Newsweek is the latest publication to announce that it’ll cease its 80-year old
print edition at the end of the year. The editor-in-chief, Tina Brown, who had
for a while denied rumours that the print edition was doomed as scaremongering,
finally let the cat out of the bag confirming that Newsweek will be merged with its sister digital news the Daily Beast in a new digital-only publication to be called Newsweek Global. At the same time, she gave notice of staff losses
as a result, both in the US and internationally, and blamed the challenging
economics of print publishing and distribution.
In a way she could have been reading from the same script that many
other senior executives have used to give up their print editions. John Yemma,
editor of the Christian Science Monitor,
blamed falling readership and print costs when he announced in April 2008 that
the 100 years old newspaper will cease daily publication
and shift to a weekly print format while pinning its future on its web site.
Then came the job losses with only a fraction of the 130 staffers remaining.
Newsweek lost half of its readers which, in 2006, exceeded three millions. But
there are doubts as to whether a digital-only subscription-based publication is
the solution with some critics arguing that there is no demand for a digital Newsweek. Many of these doubters are
engaged in an interesting debate about the true state of readership and traffic
to really grasp how today’s audience is made up and how to access information.
Newspapers
in the US still earn much more from print operations than digital, although it
worries them that their core audience is aging but it does not mean that their
audience is shrinking. It could be just the opposite.

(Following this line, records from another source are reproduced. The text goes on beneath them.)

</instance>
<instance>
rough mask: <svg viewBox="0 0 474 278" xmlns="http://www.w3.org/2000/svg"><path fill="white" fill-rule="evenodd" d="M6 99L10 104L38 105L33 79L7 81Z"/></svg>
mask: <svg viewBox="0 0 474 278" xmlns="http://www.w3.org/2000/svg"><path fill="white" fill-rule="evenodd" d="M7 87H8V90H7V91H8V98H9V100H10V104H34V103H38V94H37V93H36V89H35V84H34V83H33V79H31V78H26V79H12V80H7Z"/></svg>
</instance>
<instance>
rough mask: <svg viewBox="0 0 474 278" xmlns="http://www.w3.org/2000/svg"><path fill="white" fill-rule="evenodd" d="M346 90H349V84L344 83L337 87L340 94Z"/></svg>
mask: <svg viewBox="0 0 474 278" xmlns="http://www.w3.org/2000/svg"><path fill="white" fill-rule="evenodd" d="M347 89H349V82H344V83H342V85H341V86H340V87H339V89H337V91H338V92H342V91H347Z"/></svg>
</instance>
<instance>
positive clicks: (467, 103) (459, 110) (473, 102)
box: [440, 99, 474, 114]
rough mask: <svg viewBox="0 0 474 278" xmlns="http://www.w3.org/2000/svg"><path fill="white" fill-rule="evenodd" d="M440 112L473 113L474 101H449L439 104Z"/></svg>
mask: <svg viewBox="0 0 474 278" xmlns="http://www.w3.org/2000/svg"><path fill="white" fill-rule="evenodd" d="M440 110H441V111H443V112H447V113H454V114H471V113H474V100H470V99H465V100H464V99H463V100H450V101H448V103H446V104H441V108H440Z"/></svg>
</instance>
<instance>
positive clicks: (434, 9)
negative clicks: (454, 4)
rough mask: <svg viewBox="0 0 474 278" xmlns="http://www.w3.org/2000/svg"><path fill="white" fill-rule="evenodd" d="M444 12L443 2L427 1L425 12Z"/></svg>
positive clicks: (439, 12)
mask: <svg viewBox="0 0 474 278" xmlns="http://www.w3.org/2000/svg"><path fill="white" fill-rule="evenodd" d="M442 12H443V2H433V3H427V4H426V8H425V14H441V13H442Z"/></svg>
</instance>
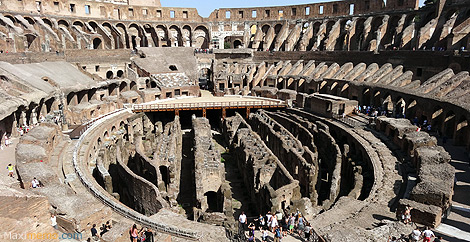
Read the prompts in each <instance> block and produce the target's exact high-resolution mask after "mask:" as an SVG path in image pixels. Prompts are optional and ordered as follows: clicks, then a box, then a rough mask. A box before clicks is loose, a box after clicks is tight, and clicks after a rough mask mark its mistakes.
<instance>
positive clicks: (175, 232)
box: [72, 110, 201, 241]
mask: <svg viewBox="0 0 470 242" xmlns="http://www.w3.org/2000/svg"><path fill="white" fill-rule="evenodd" d="M123 111H124V110H119V112H123ZM119 112H114V113H113V114H109V115H106V116H104V117H106V118H111V117H113V116H114V114H119ZM104 117H101V118H100V119H97V120H93V123H92V124H88V125H87V126H86V130H85V132H84V133H83V134H82V135H81V136H80V138H79V140H78V142H77V143H76V145H75V147H74V150H73V159H72V161H73V167H74V169H75V172H76V173H77V176H78V178H79V179H80V181H81V182H82V184H83V185H84V186H85V187H86V188H87V189H88V190H89V191H90V192H91V193H92V194H93V195H94V196H95V197H96V198H97V199H98V200H100V201H101V202H103V203H104V204H106V205H107V206H108V207H110V208H111V209H113V211H115V212H117V213H119V214H121V215H122V216H124V217H126V218H129V219H131V220H133V221H135V222H137V223H139V224H141V225H144V226H147V227H149V228H152V229H154V230H155V231H157V232H163V233H167V234H171V235H174V236H176V237H180V238H184V239H187V240H193V241H197V240H199V238H200V237H201V236H200V235H199V234H198V233H197V232H190V231H185V230H182V229H178V228H177V227H174V226H170V225H166V224H162V223H156V222H155V221H153V220H151V219H149V218H148V217H146V216H145V215H142V214H140V213H138V212H136V211H134V210H132V209H130V208H127V207H126V206H124V205H122V204H120V203H117V202H115V201H114V200H112V199H110V198H109V197H108V196H107V195H106V194H104V193H103V192H102V191H101V190H100V189H99V188H97V187H96V186H95V184H94V182H93V181H91V180H90V179H89V176H87V175H85V174H84V173H83V171H82V169H81V168H82V167H81V165H80V163H79V161H78V156H79V151H80V146H81V144H82V142H83V139H84V137H86V135H87V134H88V133H89V132H90V130H92V129H94V128H96V127H98V123H97V122H96V121H98V120H101V119H103V118H104Z"/></svg>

There is a section of the business who made their mind that newspapers
are increasingly irrelevant and are floundering while another is taking comfort
in believing that although subscriptions are down, readership as
measured by current traffic tools is up and up. And both sides put their own
spin on the web figures used in this argument.
No one
can say for certain who are the 110 million people who visit newspaper websites
in the US. But one thing is certain. When studies like several current ones by
the Pew Research Centre found that people surveyed said they used the
“Internet,” “social media,” “mobile devices,” or digital media as a “source”
for local news, they also found that most stories overwhelmingly still
originate in legacy news organisations.
It is abundantly clear that newspapers continue to have influence that
goes beyond their own brands, but they always did, and legacy news
organisations still underpin the news-eco system.